In AI development, a performance breakthrough often depends less on algorithms than on the code that connects them to the hardware. The specialized “kernel” programs that run on GPUs can determine whether a model operates at full speed or wastes costly computing resources. Writing that code is slow, labor-intensive, and typically done by a small pool of engineers at large tech companies: a constraint that has shaped the economics of AI infrastructure for years.
When Waleed Atallah talks about GPU programming, he frames it as a bottleneck that has shaped, and limited, AI’s infrastructure for years. “GPUs are the workhorses behind modern AI. But writing code for them remains an archaic, manual, and expensive process,” he wrote in announcing his company’s recent seed round. “Performance still depends on a small group of highly specialized engineers, and the best code is often locked away inside hyperscalers.”
Atallah is co-founder and CEO of Mako, a New York–based startup developing AI systems that write and optimize the low-level “kernel” code that allows software to run efficiently on GPUs. The company has raised $8.5 million in seed funding led by M13, with participation from Neo, Flybridge, K5 Global, Irregular Expressions, and others. Mako has also signed partnerships with AMD and Tenstorrent, signaling early alignment with chipmakers that are competing for share in the AI hardware market.
Automating a Specialized Skill
In AI model deployment, a GPU kernel acts as the bridge between a software algorithm and the underlying hardware. Writing these kernels is a highly technical task, often requiring deep knowledge of languages like CUDA and a detailed understanding of GPU architecture. Salaries for skilled kernel engineers can exceed $1 million annually, and most work at large companies such as NVIDIA, Meta, or Google.

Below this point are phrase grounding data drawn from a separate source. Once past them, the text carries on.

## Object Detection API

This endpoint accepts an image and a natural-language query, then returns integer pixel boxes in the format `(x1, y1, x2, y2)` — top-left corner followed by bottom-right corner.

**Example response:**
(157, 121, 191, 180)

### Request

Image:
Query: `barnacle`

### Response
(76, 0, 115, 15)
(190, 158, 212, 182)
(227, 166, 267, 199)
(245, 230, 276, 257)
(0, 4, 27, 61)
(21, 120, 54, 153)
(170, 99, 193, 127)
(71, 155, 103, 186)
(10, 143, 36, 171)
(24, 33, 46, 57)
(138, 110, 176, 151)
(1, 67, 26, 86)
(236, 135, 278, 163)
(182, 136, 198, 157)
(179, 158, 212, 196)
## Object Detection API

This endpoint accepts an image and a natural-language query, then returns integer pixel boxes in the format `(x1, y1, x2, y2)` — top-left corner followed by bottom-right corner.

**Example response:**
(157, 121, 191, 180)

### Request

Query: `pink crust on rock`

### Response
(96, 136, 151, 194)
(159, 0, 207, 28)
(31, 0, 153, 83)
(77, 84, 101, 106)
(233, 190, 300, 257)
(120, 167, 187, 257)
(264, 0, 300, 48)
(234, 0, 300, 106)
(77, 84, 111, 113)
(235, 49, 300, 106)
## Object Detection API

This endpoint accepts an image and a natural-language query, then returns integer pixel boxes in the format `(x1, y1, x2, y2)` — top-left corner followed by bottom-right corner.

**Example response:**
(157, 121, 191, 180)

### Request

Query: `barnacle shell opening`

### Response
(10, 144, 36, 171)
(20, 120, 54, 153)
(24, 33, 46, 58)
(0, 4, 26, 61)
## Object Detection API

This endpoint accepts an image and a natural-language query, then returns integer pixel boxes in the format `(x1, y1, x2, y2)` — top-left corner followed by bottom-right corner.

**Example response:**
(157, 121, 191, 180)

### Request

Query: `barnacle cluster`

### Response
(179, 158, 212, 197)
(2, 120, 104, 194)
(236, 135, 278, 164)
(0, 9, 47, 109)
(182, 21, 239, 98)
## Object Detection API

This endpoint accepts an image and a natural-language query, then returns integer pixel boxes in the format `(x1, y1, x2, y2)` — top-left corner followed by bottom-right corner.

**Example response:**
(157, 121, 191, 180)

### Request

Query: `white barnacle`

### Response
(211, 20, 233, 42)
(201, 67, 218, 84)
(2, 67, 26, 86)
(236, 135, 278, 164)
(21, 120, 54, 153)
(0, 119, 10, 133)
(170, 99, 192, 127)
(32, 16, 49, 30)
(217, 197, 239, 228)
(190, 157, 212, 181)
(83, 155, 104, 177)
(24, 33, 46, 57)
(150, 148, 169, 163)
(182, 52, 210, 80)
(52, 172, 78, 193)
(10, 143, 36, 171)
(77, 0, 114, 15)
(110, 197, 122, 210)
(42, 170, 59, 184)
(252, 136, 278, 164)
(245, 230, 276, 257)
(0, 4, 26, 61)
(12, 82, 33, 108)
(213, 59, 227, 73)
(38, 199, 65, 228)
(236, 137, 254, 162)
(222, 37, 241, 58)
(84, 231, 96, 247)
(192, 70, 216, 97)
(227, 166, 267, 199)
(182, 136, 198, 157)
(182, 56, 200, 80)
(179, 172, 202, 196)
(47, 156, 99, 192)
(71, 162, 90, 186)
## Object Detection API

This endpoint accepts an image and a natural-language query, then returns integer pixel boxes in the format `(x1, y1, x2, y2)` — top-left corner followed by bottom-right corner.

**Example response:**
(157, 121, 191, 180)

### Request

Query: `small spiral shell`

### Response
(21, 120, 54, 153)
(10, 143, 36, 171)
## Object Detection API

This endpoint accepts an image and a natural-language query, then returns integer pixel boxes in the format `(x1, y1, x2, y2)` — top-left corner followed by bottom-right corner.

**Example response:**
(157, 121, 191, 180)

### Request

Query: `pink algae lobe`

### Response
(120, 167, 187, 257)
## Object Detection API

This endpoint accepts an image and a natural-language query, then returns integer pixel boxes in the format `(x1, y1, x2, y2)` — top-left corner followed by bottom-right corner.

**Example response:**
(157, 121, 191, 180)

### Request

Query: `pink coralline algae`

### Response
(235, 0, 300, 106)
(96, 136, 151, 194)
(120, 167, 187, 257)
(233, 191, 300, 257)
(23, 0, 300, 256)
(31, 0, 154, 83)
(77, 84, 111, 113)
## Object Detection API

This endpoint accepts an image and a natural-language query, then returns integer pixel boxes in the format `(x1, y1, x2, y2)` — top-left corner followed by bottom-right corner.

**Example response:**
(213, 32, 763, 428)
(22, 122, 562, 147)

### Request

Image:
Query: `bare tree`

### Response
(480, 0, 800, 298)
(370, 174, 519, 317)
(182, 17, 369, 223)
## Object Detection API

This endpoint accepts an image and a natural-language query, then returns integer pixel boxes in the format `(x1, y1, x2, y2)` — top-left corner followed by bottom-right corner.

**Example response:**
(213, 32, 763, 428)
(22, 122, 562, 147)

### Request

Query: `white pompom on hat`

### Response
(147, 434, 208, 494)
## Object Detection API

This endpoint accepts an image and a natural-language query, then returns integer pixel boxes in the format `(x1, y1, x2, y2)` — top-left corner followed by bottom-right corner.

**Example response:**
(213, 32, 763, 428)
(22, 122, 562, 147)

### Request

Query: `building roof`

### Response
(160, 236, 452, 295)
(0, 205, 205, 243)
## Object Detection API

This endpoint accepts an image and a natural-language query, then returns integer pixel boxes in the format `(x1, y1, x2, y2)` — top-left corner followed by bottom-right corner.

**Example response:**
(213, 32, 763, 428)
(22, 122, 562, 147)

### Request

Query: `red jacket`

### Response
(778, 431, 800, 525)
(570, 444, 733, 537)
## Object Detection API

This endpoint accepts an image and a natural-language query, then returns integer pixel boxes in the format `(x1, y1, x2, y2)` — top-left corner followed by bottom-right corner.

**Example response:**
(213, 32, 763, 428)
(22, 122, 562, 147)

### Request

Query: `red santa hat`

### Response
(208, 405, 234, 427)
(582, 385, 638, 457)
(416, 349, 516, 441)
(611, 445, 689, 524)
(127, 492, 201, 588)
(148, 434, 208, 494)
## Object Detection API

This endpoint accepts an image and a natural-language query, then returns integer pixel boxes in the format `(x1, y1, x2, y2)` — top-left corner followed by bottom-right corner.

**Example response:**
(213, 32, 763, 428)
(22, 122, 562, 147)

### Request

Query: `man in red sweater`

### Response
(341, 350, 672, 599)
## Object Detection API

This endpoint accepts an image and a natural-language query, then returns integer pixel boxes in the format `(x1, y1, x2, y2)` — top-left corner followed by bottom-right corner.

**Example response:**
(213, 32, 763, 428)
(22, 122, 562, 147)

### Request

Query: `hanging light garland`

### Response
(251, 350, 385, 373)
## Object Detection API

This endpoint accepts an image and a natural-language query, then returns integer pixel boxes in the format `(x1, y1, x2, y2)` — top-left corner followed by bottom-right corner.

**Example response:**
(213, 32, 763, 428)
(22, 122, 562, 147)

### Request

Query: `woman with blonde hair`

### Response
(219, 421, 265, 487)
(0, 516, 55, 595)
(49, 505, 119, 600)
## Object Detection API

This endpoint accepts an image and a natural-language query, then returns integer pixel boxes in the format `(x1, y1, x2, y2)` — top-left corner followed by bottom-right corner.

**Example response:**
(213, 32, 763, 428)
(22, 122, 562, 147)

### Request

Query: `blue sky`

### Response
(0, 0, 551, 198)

Mako’s platform is designed to replicate and accelerate that expertise. Its flagship tools: MakoGenerate and MakoOptimize, use AI to produce optimized kernels in under a minute, then continuously tune them for speed, efficiency, and cost reduction. According to the company, customers have seen up to three times faster inference performance, infrastructure cost reductions of up to 80%, and kernel speeds up to ten times faster than the output of torch.compile.

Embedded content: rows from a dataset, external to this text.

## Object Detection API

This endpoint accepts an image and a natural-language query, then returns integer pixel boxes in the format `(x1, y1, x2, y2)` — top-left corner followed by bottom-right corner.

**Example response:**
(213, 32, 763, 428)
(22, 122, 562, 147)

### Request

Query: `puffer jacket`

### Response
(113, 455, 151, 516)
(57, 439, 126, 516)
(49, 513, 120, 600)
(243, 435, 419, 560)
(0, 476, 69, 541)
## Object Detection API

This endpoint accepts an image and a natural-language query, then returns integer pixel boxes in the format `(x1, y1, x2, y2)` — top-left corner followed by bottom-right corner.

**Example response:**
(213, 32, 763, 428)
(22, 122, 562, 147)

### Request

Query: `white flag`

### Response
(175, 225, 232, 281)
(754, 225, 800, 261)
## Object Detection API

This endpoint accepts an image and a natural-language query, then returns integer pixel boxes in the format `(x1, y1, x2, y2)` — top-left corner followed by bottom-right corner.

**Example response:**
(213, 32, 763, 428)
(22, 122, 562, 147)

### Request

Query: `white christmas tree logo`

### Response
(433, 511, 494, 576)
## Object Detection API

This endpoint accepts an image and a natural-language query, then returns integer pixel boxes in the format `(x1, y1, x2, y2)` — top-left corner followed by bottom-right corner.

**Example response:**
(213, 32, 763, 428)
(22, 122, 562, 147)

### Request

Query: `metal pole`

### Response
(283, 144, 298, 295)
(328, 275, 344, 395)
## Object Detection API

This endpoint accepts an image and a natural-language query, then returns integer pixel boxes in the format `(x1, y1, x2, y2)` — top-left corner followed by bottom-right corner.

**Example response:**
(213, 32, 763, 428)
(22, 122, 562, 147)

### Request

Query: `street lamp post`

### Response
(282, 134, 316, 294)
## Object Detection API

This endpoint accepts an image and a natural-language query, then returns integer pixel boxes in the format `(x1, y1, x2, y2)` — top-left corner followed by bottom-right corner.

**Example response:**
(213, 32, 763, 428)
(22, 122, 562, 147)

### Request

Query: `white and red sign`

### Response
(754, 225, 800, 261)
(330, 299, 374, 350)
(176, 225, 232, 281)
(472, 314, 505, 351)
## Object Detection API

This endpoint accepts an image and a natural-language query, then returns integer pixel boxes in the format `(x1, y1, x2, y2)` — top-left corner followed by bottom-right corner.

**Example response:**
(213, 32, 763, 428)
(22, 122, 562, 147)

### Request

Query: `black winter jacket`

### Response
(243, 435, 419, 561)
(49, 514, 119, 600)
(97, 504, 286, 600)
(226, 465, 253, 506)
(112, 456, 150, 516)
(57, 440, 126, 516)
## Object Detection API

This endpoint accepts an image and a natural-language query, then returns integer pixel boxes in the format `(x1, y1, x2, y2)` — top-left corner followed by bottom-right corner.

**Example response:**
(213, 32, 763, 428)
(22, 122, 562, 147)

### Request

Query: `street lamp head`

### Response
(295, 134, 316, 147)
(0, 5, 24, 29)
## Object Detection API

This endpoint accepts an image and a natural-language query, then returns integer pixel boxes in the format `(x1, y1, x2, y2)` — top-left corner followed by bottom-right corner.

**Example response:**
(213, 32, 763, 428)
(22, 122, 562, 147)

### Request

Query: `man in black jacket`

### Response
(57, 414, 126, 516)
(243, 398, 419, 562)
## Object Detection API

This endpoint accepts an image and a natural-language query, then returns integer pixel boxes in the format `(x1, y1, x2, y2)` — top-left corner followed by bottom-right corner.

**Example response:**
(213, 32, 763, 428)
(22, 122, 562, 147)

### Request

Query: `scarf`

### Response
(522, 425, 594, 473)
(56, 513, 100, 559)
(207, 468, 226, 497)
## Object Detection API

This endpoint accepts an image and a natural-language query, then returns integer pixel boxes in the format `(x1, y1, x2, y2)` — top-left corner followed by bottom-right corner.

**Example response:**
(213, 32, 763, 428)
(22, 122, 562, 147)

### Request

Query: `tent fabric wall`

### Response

“Our mission is to make peak GPU performance universally accessible through intelligent, automated code generation,” Atallah told The Information. “Instead of requiring teams to master CUDA or hunt for rare kernel engineers, we’re building an AI system that writes and continuously tunes the low-level GPU code for you.”
The approach is hardware-agnostic, supporting NVIDIA, AMD, and Tenstorrent GPUs, with plug-and-play deployment in either cloud or on-premises environments. This is significant in a sector where hardware changes can force months of redevelopment.
Positioning in a Shifting AI Hardware Landscape
The seed funding will allow Mako to expand its engineering team, broaden hardware support, and deepen its chip vendor partnerships. The company’s early alignment with AMD and Tenstorrent suggests a strategy of enabling performance parity, and portability, across competing GPU architectures.
Atallah emphasized that Mako’s technology is not intended to displace NVIDIA’s dominance, but to enhance the overall ecosystem. “We can improve the performance of existing kernels. We can also enable new software to run on NVIDIA GPUs… and all sorts of different GPUs as well,” he said.
The startup’s positioning reflects a challenge in the AI hardware market: without robust software tooling, new architectures struggle to gain traction. “Without a proper software stack and without somebody to write all of that low-level code that maps the algorithms to the hardware, your chips are basically expensive paperweights,” Atallah told The Information.
Competitors in this space range from in-house teams at major chipmakers to companies developing compilers and performance engineering tools. Mako’s differentiator is its focus on automated, AI-driven code generation and optimization: eliminating the need for engineers to manually port and fine-tune kernels for each hardware release.
The company’s long-term vision aligns with a shift in software development. “AI infrastructure is entering a new era, one where agents write the infrastructure itself,” Atallah wrote. He envisions a future where compilers, profilers, and debuggers are abstracted by intelligent systems that understand both performance constraints and hardware nuances.
With commercial availability already in place, Mako is pursuing customers in AI, graphics, simulation, and scientific computing: segments where GPU efficiency directly impacts operational costs.